Among Sunak’s ads was a £ 4.3 billion support package to help the unemployed find work.
This includes a new £ 2.9 billion three-year plan to assist one million unemployed in their job search, along with £ 1.4 billion of new funding to increase the capacity of Job Center Plus.
Earlier Wednesday, Sunak and Treasury Chief Secretary Steve Barclay updated the cabinet ahead of the spending review.
Cabinet ministers were warned that the economic forecasts of the Office of Budget Responsibility (OBR) constituted a “sobering reading.”
A spokesperson for Number 10 said: “The cabinet was told that the OBR forecasts will show the impact that the coronavirus pandemic has had on our economy and will be a sobering reading, showing the extent to which the economy has contracted and the scale. of loans and debt. ” levels.
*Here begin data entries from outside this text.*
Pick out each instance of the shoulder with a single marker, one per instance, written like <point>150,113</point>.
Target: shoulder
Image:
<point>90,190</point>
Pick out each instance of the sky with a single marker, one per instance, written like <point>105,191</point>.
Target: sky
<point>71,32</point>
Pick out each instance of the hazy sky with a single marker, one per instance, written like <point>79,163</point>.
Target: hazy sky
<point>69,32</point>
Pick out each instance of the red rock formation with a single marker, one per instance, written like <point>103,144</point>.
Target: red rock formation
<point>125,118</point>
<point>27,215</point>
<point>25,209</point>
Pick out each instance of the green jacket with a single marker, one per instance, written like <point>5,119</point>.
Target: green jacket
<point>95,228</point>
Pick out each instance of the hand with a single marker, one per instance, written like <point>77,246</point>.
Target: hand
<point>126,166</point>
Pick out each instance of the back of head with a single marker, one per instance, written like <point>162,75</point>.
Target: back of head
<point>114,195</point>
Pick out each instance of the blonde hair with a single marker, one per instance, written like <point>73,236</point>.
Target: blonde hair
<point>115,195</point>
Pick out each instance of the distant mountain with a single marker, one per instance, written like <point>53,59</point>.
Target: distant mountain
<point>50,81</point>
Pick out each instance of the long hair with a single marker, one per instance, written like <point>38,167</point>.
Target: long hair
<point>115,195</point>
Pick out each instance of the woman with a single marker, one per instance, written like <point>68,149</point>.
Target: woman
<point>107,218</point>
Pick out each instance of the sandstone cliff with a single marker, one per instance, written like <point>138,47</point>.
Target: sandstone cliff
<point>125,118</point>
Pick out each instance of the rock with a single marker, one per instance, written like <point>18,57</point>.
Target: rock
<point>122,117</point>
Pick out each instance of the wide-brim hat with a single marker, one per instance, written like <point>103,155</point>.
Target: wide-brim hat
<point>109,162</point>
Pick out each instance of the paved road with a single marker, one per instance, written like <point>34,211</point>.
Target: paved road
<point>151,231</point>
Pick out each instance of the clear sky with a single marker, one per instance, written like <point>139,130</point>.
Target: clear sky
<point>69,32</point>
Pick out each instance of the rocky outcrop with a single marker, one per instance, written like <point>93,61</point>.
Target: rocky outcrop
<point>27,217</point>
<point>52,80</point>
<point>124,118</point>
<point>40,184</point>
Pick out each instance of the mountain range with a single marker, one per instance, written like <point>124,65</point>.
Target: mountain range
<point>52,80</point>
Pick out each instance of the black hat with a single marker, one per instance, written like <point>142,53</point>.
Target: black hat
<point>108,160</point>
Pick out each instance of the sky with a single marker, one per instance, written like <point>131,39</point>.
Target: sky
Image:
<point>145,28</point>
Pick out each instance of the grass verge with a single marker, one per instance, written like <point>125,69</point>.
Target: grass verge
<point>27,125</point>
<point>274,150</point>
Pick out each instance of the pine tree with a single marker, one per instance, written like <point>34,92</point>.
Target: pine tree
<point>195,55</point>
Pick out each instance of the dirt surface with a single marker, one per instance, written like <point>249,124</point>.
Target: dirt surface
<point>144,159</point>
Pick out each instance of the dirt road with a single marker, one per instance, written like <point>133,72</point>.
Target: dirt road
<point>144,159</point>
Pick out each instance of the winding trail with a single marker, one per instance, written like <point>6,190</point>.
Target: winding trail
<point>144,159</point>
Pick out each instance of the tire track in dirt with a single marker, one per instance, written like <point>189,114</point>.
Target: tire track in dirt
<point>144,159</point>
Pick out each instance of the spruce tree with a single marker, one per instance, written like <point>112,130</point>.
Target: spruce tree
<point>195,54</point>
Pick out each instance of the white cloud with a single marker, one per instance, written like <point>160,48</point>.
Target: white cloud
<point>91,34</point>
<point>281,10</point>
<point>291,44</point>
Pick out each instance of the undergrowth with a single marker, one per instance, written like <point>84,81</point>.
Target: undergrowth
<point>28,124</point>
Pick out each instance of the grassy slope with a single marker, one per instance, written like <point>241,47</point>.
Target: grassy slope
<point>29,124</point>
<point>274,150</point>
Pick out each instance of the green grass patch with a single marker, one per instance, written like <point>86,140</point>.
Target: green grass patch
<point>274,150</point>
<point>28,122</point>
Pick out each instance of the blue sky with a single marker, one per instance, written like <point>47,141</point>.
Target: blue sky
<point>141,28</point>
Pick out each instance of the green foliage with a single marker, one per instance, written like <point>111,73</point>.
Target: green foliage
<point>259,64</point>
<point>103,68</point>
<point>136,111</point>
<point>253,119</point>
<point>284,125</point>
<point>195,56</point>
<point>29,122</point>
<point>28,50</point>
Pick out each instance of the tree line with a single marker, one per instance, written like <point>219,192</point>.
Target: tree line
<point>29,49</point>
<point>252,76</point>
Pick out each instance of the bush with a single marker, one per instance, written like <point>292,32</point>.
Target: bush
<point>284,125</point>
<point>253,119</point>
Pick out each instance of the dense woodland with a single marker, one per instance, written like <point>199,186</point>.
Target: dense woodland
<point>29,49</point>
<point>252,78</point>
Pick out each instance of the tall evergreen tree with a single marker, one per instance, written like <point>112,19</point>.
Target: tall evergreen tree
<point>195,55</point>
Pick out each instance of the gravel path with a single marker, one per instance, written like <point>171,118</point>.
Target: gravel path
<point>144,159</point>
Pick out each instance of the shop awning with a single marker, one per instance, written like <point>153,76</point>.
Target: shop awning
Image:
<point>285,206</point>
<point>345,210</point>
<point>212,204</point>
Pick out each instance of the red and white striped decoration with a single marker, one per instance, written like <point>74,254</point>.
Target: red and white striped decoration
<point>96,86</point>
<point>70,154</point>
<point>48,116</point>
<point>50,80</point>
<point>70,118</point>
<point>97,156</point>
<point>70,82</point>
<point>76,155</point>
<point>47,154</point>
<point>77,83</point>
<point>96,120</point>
“But, as the IMF (International Monetary Fund), OBR and others have pointed out, the costs would have been much higher if we had not acted the way we have.”
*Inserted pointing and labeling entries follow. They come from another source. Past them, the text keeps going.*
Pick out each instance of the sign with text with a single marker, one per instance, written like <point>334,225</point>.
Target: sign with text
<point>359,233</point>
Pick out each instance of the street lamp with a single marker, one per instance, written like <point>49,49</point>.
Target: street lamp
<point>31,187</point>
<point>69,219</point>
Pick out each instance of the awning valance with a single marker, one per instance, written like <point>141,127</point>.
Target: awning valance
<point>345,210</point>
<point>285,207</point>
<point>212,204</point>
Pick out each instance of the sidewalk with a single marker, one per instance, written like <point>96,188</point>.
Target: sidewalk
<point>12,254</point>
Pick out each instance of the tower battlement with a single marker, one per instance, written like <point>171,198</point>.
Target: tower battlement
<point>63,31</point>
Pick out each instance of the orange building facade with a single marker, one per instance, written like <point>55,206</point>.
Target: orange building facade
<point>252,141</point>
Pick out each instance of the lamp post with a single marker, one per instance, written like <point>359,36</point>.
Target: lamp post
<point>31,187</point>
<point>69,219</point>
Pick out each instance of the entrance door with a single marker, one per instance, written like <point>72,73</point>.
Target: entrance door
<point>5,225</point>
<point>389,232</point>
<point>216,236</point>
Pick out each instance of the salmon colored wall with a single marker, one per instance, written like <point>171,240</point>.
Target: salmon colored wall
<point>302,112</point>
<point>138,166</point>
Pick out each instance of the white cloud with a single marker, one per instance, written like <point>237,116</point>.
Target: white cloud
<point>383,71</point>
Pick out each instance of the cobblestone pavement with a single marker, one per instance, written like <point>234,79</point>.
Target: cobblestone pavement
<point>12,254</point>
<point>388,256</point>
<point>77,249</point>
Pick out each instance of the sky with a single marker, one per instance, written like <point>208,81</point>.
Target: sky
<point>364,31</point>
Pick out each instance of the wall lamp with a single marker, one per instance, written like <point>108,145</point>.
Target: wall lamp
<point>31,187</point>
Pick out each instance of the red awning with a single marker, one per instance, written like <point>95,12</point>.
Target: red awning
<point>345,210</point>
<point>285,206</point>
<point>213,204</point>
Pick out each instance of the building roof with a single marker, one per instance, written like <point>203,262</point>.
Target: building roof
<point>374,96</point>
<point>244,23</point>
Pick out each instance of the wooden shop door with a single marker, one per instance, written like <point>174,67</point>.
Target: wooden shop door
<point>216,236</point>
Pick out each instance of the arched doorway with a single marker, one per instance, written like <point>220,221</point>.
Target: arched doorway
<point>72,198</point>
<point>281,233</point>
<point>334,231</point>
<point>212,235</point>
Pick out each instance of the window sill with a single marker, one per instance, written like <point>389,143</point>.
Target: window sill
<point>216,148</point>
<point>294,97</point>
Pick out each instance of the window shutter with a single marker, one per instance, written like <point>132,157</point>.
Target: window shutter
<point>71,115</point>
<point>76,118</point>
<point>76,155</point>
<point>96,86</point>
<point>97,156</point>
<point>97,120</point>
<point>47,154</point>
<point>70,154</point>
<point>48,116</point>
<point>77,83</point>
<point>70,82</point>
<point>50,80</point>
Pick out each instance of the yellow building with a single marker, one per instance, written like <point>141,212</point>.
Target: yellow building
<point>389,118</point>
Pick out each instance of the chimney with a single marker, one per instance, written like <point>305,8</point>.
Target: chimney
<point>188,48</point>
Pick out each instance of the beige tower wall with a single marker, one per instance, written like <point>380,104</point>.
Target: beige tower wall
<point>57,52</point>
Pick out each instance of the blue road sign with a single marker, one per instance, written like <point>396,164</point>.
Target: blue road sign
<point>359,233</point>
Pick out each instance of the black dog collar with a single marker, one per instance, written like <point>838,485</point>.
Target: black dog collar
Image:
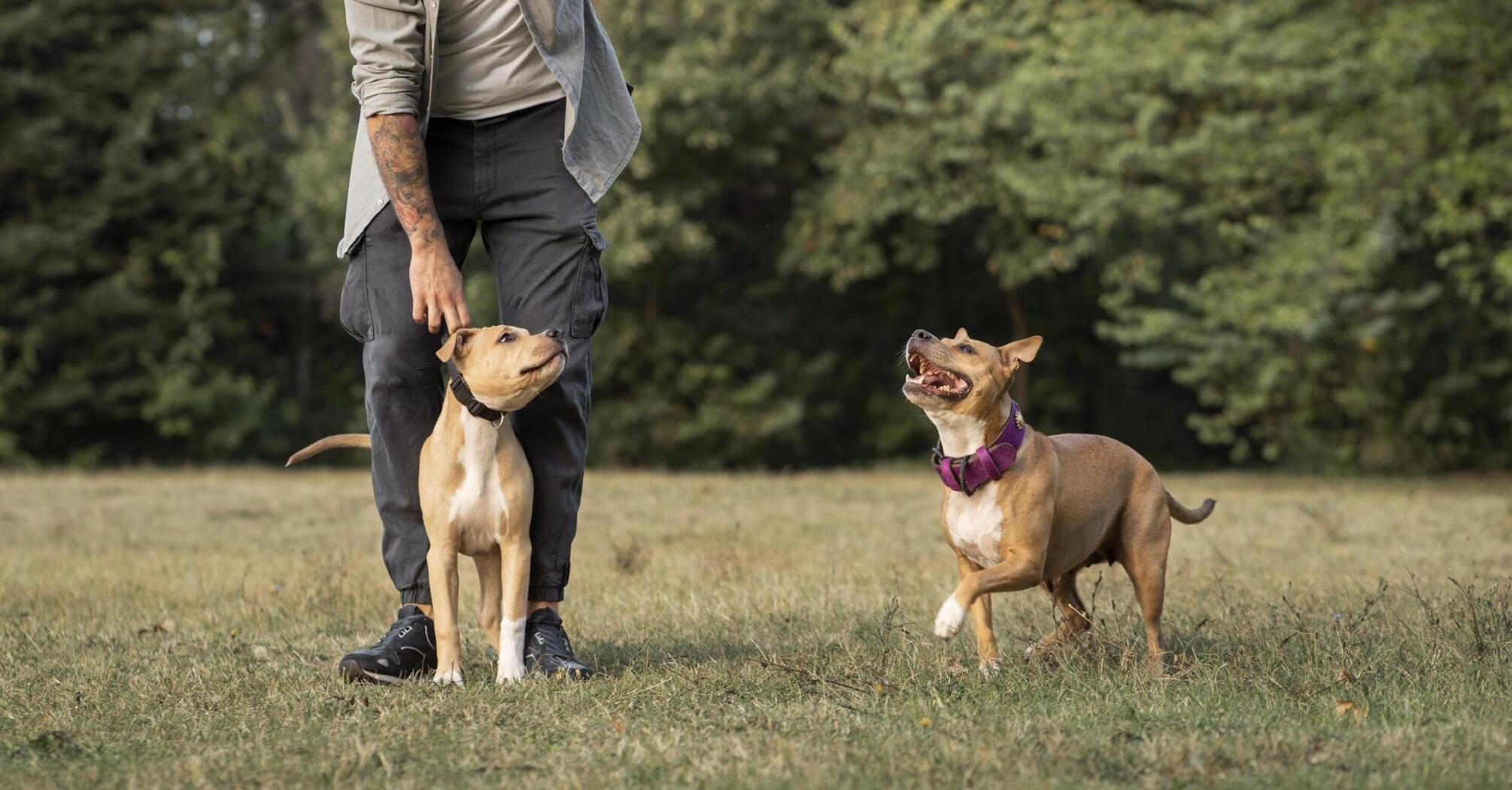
<point>465,396</point>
The chancellor set out the government’s three priorities for the spending review: protecting people’s lives and livelihoods, investing in public services and providing infrastructure funds to “level and spread opportunity” across the UK.
Wednesday’s spending review came a week before England’s month-long lockdown ended.
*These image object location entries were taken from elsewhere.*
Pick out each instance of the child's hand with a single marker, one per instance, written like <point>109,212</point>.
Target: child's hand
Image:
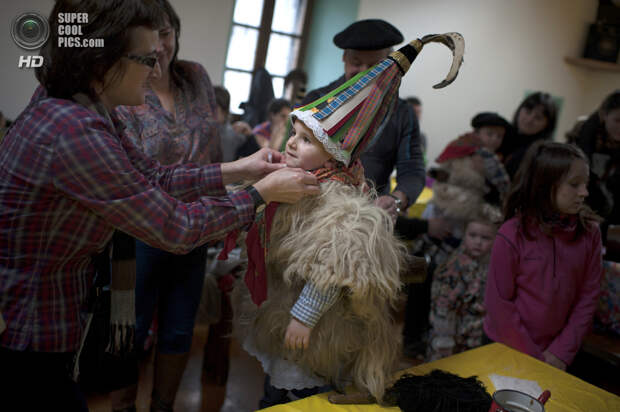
<point>553,360</point>
<point>297,335</point>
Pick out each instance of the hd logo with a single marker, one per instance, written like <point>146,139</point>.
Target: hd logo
<point>30,61</point>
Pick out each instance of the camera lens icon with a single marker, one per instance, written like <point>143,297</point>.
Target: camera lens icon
<point>30,30</point>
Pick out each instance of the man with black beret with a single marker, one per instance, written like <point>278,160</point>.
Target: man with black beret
<point>490,128</point>
<point>366,43</point>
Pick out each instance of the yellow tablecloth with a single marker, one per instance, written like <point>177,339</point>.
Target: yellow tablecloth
<point>568,393</point>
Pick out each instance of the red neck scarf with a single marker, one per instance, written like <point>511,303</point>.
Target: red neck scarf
<point>257,240</point>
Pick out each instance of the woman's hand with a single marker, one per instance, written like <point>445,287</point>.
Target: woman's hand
<point>553,360</point>
<point>242,128</point>
<point>297,335</point>
<point>287,185</point>
<point>252,167</point>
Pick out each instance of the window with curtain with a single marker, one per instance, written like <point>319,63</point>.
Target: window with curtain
<point>265,33</point>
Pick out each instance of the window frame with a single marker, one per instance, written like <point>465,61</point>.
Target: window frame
<point>264,34</point>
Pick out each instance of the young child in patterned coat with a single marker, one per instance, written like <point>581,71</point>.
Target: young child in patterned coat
<point>457,292</point>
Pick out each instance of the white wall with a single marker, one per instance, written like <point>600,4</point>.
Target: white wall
<point>205,27</point>
<point>511,46</point>
<point>17,84</point>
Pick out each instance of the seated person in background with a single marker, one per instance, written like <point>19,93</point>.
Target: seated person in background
<point>231,141</point>
<point>275,126</point>
<point>457,292</point>
<point>599,138</point>
<point>534,120</point>
<point>469,175</point>
<point>490,128</point>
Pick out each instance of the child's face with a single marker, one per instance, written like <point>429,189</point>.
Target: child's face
<point>304,150</point>
<point>491,137</point>
<point>479,239</point>
<point>532,121</point>
<point>572,190</point>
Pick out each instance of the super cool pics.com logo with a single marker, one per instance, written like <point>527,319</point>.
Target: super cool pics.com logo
<point>31,30</point>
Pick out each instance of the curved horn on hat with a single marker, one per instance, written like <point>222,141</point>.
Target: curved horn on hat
<point>456,44</point>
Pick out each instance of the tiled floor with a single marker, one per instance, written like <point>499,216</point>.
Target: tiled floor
<point>244,388</point>
<point>245,383</point>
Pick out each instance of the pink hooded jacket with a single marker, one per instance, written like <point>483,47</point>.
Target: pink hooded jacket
<point>541,293</point>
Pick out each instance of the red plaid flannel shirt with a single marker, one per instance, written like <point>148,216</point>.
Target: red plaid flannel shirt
<point>68,177</point>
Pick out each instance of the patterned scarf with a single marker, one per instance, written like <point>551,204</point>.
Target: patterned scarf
<point>258,237</point>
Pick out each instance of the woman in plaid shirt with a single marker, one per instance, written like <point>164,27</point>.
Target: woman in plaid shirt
<point>69,176</point>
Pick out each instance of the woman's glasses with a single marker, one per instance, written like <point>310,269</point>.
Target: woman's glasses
<point>147,60</point>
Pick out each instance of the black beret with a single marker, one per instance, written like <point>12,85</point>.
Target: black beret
<point>371,34</point>
<point>489,119</point>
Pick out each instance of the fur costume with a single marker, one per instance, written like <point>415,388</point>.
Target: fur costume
<point>341,239</point>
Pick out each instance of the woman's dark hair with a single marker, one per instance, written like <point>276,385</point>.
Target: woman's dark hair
<point>533,191</point>
<point>549,109</point>
<point>222,98</point>
<point>180,77</point>
<point>276,105</point>
<point>70,70</point>
<point>611,102</point>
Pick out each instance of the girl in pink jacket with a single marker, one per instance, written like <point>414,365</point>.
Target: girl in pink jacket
<point>545,269</point>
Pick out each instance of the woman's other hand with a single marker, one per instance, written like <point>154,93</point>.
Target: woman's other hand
<point>287,185</point>
<point>253,167</point>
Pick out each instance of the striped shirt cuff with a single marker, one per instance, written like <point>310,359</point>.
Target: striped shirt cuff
<point>312,304</point>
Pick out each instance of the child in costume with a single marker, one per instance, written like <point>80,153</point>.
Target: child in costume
<point>468,177</point>
<point>332,265</point>
<point>457,291</point>
<point>545,269</point>
<point>323,276</point>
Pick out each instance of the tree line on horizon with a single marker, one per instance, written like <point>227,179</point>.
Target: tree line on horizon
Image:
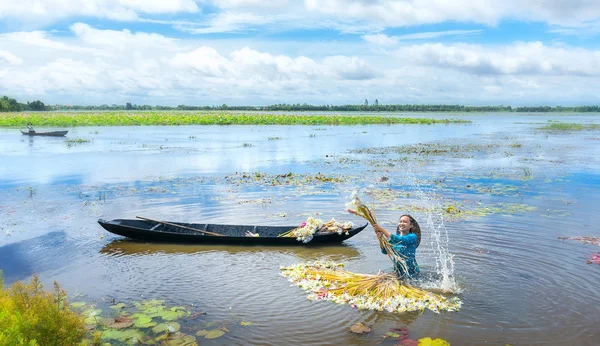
<point>11,105</point>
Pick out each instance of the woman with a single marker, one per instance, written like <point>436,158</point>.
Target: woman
<point>405,242</point>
This will allow all stores in the country to open for three weeks before Christmas and, as Mr Sunak hopes, will provide a much-needed boost to the economy.
The Prime Minister and Chancellor were to address the 1922 Conservative Deputies Committee on Wednesday night.
Analysis: no peacetime foreign minister has faced such a red sea
By Paul Kelso, Business Correspondent
Rishi Sunak set the tone for his spending review with the opening sentence: “Our health emergency is not over yet and our economic emergency has just begun.”
The scale of that emergency was suppressed even if much of it was expected, and in parts not as truly dire as the Office of Budget Responsibility had previously predicted.
The economy will have contracted 11.3% by the end of the year and GDP will not recover to pre-COVID levels until the second half of 2022. By 2025 it will continue to be 3% lower than expected in the March budget.
Meanwhile, loans to tackle the pandemic have been stratospheric, £ 394 billion this year and another £ 164 billion next, of which £ 55 billion will be for specific COVID projects, including NHS Test & Trace.
And unemployment, the devastating human metric of any recession, is projected to reach 2.6 million people next year.
No peacetime foreign minister has faced such a red sea, but Sunak offered only two confirmed cuts to public spending to offset the tide.
The first, a wage freeze for public sector workers.
One million NHS employees are exempt and those making less than £ 24,000 will receive a one-time raise of £ 250 next year, but it still leaves millions celebrated as “key workers” facing a pay cut in real terms.
The second was the foreign aid budget, established by law by the David Cameron government at 0.7% of GDP, but now it will be cut to 0.5% until “fiscal conditions allow” a return.
The chancellor promised that departmental spending will increase along with the national living wage and offered a checklist of measures and initiatives, from jobs to new infrastructure.
But surprisingly there was no mention of Brexit, not even acknowledging the cliff edge looming in just 36 days if there is no deal, a result that the OBR says will cut a further 2% of GDP.
When the chancellor sat down, we knew more about how this government hopes to chart a path to recovery, but so far only two groups, key workers and poor foreigners, will help pay for it.